Coffee Varietals & How One Farmer Blew My Mind

Coffee Varietals & How One Farmer Blew My Mind

What Coffee Varietals Actually Are

(And Why the Farmer Might Matter More)

When the coffee industry talks about varietals, there is a lot of nodding along. And honestly, most everyday coffee drinkers cannot make the connection between a varietal name on a bag and what ends up in their cup. That is not on the coffee drinker. That is on us. The industry has done a poor job of bridging that gap, and it is past time we did better.

I was reminded of this recently when one of my favourite producers, Marleyi Córdoba from Huila, Colombia, made a decision that turned into one of the most interesting roasting experiments I have had in a while.

The Coffee Industry Looks Simple On the Outside.

Walk into your local café, order a cup, and you are out the door in minutes for a few dollars. Easy. But that cup represents roughly a year of growing, harvesting, processing, and shipping, plus years of farming expertise layered underneath all of it. The simplicity on the surface is masking a complex web of an industry that is working behind the scenes 24/7.

Varietals are one of the most misunderstood parts of that chain.

So, What Exactly Is a Coffee Varietal?

A coffee varietal is a subdivision of a coffee species. Most specialty coffee falls under Coffea arabica, but within arabica, there are hundreds of distinct varieties. Think of it the way you think about apples. A Granny Smith and a Honeycrisp are both apples, but they taste completely different and grow under different conditions.

Common arabica varietals you may have seen on bags include bourbon, typica, geisha, SL28, pacamara, and now increasingly, pink bourbon.

Many of these varietals originated from heirloom varieties in Ethiopia and Yemen and were transplanted to other parts of the world over centuries.
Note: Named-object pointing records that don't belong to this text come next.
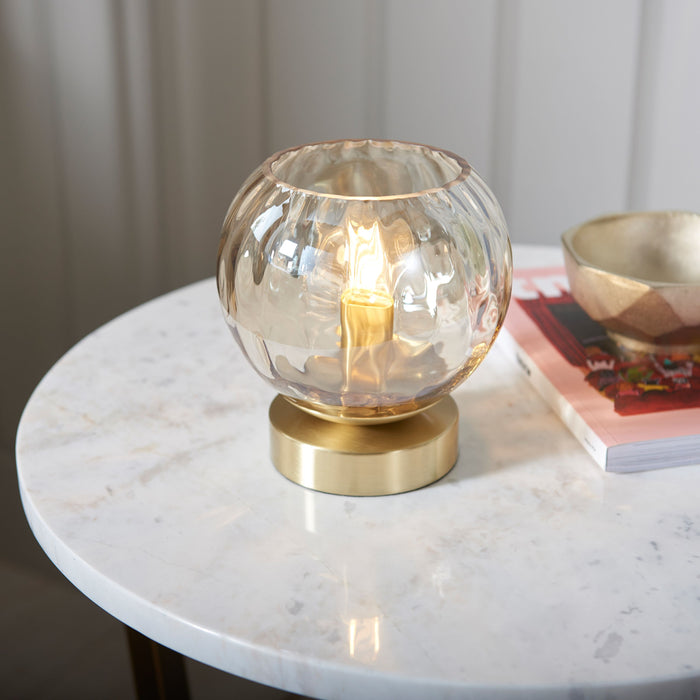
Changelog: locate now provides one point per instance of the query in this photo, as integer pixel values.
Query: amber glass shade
(364, 279)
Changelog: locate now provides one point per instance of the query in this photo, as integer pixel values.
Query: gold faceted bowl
(638, 275)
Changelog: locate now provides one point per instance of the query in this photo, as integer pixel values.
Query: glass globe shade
(364, 279)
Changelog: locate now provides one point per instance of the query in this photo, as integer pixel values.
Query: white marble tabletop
(526, 572)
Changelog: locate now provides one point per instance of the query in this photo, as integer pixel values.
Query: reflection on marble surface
(145, 475)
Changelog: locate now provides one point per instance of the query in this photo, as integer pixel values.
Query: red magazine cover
(632, 411)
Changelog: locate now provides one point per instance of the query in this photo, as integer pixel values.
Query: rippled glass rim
(465, 171)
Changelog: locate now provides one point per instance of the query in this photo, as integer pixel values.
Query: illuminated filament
(366, 306)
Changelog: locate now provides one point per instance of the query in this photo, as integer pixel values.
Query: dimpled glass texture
(364, 279)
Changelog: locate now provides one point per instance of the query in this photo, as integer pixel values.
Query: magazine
(631, 411)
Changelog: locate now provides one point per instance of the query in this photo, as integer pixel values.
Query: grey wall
(126, 127)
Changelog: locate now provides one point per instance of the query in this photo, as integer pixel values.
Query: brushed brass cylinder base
(364, 460)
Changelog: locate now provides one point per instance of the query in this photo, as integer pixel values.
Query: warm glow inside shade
(364, 279)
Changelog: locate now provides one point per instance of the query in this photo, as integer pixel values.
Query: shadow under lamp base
(364, 460)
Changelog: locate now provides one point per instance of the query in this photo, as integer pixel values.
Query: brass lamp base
(364, 460)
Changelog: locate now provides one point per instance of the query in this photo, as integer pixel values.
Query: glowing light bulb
(366, 306)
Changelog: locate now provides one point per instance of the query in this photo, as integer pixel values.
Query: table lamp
(364, 280)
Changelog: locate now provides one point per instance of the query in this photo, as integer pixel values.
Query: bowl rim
(568, 236)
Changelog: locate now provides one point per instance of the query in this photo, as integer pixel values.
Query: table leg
(159, 672)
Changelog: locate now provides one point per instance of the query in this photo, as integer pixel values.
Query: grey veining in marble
(526, 572)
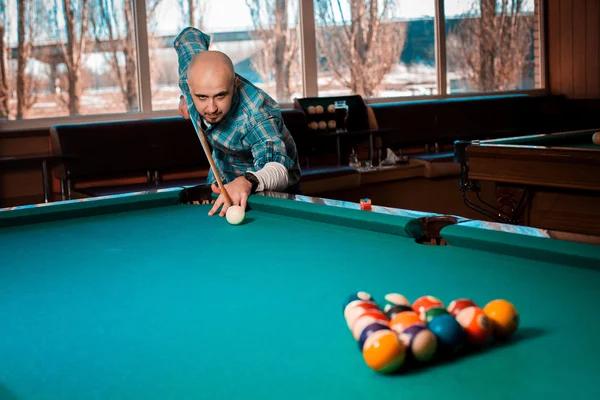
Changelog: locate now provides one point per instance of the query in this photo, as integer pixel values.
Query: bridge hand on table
(239, 190)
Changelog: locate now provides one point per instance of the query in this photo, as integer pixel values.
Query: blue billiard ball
(357, 297)
(450, 335)
(370, 329)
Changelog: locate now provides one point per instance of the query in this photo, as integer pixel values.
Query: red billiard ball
(458, 305)
(476, 324)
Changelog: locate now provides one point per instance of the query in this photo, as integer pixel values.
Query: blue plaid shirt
(251, 134)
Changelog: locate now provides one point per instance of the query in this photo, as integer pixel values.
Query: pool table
(143, 296)
(549, 181)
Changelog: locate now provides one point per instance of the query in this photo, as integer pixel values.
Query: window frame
(309, 72)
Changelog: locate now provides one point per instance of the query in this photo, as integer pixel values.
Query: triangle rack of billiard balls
(403, 335)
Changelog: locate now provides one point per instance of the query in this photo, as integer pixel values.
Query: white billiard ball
(235, 215)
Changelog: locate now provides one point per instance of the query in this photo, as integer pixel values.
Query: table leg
(45, 180)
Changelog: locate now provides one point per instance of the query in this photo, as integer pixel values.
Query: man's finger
(243, 201)
(224, 209)
(218, 204)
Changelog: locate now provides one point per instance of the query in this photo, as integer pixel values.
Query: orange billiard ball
(504, 317)
(404, 320)
(476, 324)
(358, 310)
(424, 303)
(383, 351)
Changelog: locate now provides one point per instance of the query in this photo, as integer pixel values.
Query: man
(251, 147)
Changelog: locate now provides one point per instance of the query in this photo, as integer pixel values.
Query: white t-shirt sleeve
(272, 177)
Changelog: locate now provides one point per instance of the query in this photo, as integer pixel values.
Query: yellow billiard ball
(504, 317)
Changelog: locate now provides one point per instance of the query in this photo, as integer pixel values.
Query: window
(376, 48)
(66, 58)
(261, 37)
(490, 45)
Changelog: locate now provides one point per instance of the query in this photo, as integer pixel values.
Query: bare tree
(75, 14)
(117, 31)
(360, 41)
(23, 50)
(4, 87)
(191, 8)
(490, 45)
(275, 23)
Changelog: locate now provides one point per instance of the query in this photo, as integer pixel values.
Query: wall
(573, 40)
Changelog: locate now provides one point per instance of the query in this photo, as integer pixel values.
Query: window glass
(382, 48)
(490, 45)
(65, 58)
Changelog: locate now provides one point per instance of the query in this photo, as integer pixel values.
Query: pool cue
(211, 161)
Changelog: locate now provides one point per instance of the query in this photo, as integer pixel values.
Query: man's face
(212, 94)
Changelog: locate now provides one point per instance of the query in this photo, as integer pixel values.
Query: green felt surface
(167, 303)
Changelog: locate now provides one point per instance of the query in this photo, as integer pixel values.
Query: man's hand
(239, 190)
(183, 111)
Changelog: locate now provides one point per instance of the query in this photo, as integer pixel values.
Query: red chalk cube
(365, 204)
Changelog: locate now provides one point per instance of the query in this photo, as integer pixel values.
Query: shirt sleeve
(267, 144)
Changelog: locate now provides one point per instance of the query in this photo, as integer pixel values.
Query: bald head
(211, 79)
(211, 66)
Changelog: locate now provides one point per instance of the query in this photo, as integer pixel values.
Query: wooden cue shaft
(211, 162)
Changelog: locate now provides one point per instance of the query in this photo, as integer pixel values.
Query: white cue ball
(235, 215)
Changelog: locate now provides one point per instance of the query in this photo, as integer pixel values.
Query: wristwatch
(253, 180)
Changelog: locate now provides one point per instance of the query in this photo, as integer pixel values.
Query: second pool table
(141, 297)
(549, 181)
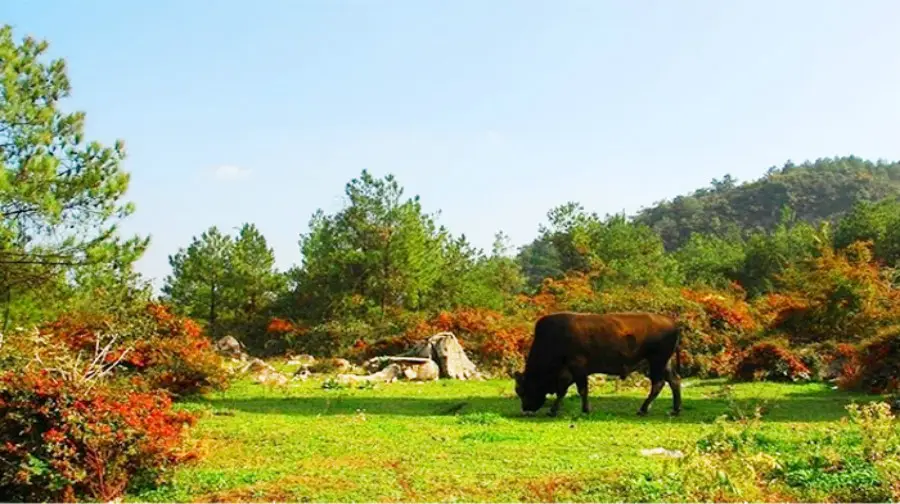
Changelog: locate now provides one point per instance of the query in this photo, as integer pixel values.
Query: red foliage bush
(167, 351)
(280, 326)
(62, 441)
(770, 360)
(875, 368)
(837, 296)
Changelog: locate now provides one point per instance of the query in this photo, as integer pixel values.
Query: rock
(377, 363)
(341, 364)
(445, 350)
(230, 345)
(425, 371)
(302, 360)
(413, 368)
(256, 366)
(662, 452)
(270, 377)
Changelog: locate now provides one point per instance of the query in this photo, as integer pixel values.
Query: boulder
(257, 366)
(410, 369)
(413, 368)
(229, 345)
(445, 350)
(341, 364)
(303, 360)
(270, 377)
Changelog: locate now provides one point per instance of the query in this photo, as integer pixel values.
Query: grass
(452, 440)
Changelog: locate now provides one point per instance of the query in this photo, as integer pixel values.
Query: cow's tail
(679, 331)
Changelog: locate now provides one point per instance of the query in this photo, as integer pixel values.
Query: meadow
(466, 441)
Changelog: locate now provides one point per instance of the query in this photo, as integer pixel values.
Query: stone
(230, 345)
(651, 452)
(341, 364)
(444, 349)
(302, 360)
When an Ethiopian heirloom was replanted in Panama, it mutated naturally over time into what we now call the Geisha variety, one of the most sought-after and expensive coffees in the world. When another Ethiopian heirloom landed in South and Central America, a similar process produced what we call pink bourbon, which despite the name, is not actually part of the bourbon family at all.

Varietals matter because they affect yield, disease resistance, altitude suitability, and yes, flavour.
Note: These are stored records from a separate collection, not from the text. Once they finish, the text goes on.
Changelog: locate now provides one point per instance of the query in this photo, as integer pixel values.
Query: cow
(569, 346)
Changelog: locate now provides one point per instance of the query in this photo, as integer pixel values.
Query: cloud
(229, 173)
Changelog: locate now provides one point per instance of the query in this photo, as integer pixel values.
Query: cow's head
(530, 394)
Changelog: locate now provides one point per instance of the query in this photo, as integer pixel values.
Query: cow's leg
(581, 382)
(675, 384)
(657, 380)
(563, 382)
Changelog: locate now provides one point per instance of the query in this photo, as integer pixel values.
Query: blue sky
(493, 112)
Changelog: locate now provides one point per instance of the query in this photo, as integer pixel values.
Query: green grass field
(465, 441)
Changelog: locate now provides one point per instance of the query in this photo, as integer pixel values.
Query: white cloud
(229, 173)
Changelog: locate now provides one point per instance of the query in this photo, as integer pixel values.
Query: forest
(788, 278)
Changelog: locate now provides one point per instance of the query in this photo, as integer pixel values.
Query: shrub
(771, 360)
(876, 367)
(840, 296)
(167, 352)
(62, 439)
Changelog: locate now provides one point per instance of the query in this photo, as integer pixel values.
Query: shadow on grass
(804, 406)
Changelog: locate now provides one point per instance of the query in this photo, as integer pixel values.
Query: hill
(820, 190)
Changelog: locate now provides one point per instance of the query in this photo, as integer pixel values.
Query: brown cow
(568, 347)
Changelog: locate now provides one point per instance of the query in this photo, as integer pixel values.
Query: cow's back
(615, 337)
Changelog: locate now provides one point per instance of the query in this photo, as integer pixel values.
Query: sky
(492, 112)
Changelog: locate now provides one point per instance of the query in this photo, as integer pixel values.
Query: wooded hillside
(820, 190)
The Experiment That Changed How I Think About Varietals

Marleyi Cordoba grows her coffee at a high altitude in Colombia. If I had to describe her in one word, it would be risk-taker. If I had more words, I would add badass, trailblazer, and beyond talented.

Over the last few years, Marleyi made the decision to cultivate a new varietal, the pink bourbon, and slowly phase out the tabi. Tabi is a beautiful coffee. What we had previously from Marleyi was a gorgeous tabi, but it is also a delicate and high-maintenance variety. The pink bourbon made more sense for her altitude and her goals. A calculated risk, but a bold one.

This year, I decided to run an experiment. I sourced the new pink bourbon from Marleyi and roasted it alongside what I remembered from her tabi. Almost every variable was identical: same soil, same altitude, same farmer, same farming practices. The only things that changed were the varietal and the crop year.

My hypothesis was that the pink bourbon would roast and taste noticeably different. Same farm, different plant. Like swapping green apples for red ones.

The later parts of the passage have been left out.